Who could have imagined the now prune—faced Rolling Stones as a half time nostalgia act at Super Bow XL? Sunday's show was compelling only in its misery. Once when a 62 year old man complained 'I can't get no satisfaction' he had our sympathy, but today is, after all, the age of viagra and cialis.
The week also saw the funeral of one of the last remaining icons of the Civil Rights era, Coretta King. And of course those political attention seekers who haven't had a good idea in 40 years made her service into a platform for their cheap shots in a story that would have been buried if it weren't for the new electronic media. Someone tell Jimmy Carter these days the whole world is watching, not just the antique media gatekeepers, so you can't get away with this kind of crap.
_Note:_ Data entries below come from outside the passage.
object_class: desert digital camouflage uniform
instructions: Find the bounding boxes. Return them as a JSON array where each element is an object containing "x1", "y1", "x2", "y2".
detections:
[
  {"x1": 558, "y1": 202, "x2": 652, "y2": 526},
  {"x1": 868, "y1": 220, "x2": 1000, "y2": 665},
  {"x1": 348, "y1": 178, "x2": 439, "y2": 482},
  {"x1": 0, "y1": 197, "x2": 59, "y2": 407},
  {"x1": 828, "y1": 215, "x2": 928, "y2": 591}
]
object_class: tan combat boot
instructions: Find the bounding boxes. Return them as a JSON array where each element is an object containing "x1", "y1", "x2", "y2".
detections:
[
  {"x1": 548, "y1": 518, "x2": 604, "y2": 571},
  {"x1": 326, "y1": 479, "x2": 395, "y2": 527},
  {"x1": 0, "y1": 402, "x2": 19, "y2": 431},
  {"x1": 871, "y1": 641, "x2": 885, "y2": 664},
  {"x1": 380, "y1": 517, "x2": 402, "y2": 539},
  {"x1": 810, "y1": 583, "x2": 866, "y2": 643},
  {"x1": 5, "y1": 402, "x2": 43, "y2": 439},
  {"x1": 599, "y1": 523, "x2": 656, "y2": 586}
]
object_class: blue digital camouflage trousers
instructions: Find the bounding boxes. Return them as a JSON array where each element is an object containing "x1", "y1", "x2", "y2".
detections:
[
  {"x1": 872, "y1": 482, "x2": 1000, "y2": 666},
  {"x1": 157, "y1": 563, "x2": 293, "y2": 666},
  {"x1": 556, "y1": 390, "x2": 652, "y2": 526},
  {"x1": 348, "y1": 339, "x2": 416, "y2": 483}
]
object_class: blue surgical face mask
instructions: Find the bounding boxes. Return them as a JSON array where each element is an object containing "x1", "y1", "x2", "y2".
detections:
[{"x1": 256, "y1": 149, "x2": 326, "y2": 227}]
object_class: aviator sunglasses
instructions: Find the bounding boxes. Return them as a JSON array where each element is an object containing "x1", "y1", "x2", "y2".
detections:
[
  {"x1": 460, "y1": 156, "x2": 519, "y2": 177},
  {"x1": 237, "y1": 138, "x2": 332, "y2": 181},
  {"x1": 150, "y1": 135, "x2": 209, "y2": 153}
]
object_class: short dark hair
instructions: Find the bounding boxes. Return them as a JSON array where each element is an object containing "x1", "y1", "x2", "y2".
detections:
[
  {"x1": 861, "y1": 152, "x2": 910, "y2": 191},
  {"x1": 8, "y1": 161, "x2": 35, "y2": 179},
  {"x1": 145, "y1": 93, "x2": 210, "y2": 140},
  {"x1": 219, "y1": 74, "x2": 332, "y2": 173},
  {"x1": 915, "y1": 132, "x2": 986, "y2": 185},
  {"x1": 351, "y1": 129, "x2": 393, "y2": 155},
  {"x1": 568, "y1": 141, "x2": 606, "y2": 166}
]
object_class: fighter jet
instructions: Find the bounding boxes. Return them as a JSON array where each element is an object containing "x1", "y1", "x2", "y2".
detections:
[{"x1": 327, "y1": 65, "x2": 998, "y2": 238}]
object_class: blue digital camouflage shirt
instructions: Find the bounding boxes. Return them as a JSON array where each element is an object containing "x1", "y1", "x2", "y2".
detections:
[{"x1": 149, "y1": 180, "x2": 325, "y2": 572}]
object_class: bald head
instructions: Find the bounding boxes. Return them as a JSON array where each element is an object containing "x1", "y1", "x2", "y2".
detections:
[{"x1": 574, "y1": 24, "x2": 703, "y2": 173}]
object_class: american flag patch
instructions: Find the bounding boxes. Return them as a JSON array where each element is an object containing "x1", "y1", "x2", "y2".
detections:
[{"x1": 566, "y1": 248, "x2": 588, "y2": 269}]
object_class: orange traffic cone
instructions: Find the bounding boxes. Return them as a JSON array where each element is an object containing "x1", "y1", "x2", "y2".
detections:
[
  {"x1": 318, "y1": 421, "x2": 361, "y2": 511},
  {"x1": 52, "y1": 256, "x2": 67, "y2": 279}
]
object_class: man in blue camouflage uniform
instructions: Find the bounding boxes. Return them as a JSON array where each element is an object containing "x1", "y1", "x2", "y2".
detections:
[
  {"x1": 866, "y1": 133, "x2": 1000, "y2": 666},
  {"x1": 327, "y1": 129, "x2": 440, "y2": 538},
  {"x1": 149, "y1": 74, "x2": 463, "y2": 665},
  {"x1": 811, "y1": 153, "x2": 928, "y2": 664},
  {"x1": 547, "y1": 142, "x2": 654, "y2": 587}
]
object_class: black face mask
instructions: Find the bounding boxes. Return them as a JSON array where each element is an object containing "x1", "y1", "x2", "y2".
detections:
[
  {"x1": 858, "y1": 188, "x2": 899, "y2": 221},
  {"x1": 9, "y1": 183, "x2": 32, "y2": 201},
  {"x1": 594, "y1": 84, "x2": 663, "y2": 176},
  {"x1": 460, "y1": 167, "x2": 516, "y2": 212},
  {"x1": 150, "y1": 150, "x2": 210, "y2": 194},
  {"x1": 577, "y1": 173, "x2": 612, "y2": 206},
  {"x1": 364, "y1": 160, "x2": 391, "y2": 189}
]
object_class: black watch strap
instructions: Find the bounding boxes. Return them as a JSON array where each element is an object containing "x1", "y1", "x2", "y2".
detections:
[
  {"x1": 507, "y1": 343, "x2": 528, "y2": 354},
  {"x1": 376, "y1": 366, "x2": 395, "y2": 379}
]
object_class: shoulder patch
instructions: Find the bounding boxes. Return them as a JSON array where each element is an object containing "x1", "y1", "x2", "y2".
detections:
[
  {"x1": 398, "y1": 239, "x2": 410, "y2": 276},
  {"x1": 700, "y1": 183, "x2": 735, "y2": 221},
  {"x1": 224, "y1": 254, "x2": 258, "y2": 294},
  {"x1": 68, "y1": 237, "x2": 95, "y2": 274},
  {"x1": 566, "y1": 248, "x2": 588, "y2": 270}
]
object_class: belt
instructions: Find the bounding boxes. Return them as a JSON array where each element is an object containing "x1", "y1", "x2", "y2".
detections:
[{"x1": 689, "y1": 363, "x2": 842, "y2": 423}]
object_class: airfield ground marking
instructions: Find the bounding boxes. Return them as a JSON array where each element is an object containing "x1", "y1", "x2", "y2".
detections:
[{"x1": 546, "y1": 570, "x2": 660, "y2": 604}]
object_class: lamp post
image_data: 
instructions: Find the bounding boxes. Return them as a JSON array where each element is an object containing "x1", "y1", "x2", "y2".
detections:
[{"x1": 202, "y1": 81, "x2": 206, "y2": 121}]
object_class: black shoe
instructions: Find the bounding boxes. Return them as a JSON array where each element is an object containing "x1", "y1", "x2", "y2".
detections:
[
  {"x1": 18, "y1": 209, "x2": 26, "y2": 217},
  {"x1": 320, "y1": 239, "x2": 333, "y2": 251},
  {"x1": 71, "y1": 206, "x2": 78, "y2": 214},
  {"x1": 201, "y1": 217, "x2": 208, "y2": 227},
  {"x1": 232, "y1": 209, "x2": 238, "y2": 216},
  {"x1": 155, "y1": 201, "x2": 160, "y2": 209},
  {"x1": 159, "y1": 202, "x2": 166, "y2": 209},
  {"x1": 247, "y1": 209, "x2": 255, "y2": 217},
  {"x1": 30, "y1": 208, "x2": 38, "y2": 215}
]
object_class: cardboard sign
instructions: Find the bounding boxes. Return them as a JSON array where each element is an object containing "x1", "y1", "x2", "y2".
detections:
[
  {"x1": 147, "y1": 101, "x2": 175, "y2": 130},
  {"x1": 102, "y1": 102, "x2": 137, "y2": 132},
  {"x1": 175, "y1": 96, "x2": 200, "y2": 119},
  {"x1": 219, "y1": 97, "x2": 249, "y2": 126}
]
Wretchard at the Belmont Club noted yesterday in a piece on the cartoon controversy that 1960's protest songs are now a source of irony as editors who grew up in that period practice self—censorship. I wonder if just—departed Chicago Tribune public editor Don Wycliff still hums or even knows these words?
Though your brother's bound and gagged
And they've chained him to a chair
Won't you please come to Chicago
Just to sing
In a land that's known as freedom
How can such a thing be fair
Won't you please come to Chicago
For the help that we can bring.
Finally, a 60's activist who hasn't lost his moral compass, Roger L. Simon, received this year's Oscar ballot with disdain. In comparing his current reaction to the excitement he felt when he first became a member of the Academy, he quotes Christopher Marlowe's The Jew of Malta
But that was in another country and besides the wench is dead.
It is hard to come up with a more appropriate sentiment for a media and entertainment culture that ignores the murder of Theo Van Gogh and the ongoing intimidation of the Danes even as it prepares to honor the following: Moral equivalency in the war against terror (Munich); Racial tension (Crash); A deeply flawed writer (Capote); the wholesale breaking of marriage vows (Brokeback Mountain); And, let's have one more round of applause for ourselves, another retelling of the McCarthy hearings that fails to note the communist threat was real (Good Night and Good Luck).
Whatever vitality these people may once have had, this week they've proven themselves dinosaurs before the polar twin forces of Internet communication and radical Islam.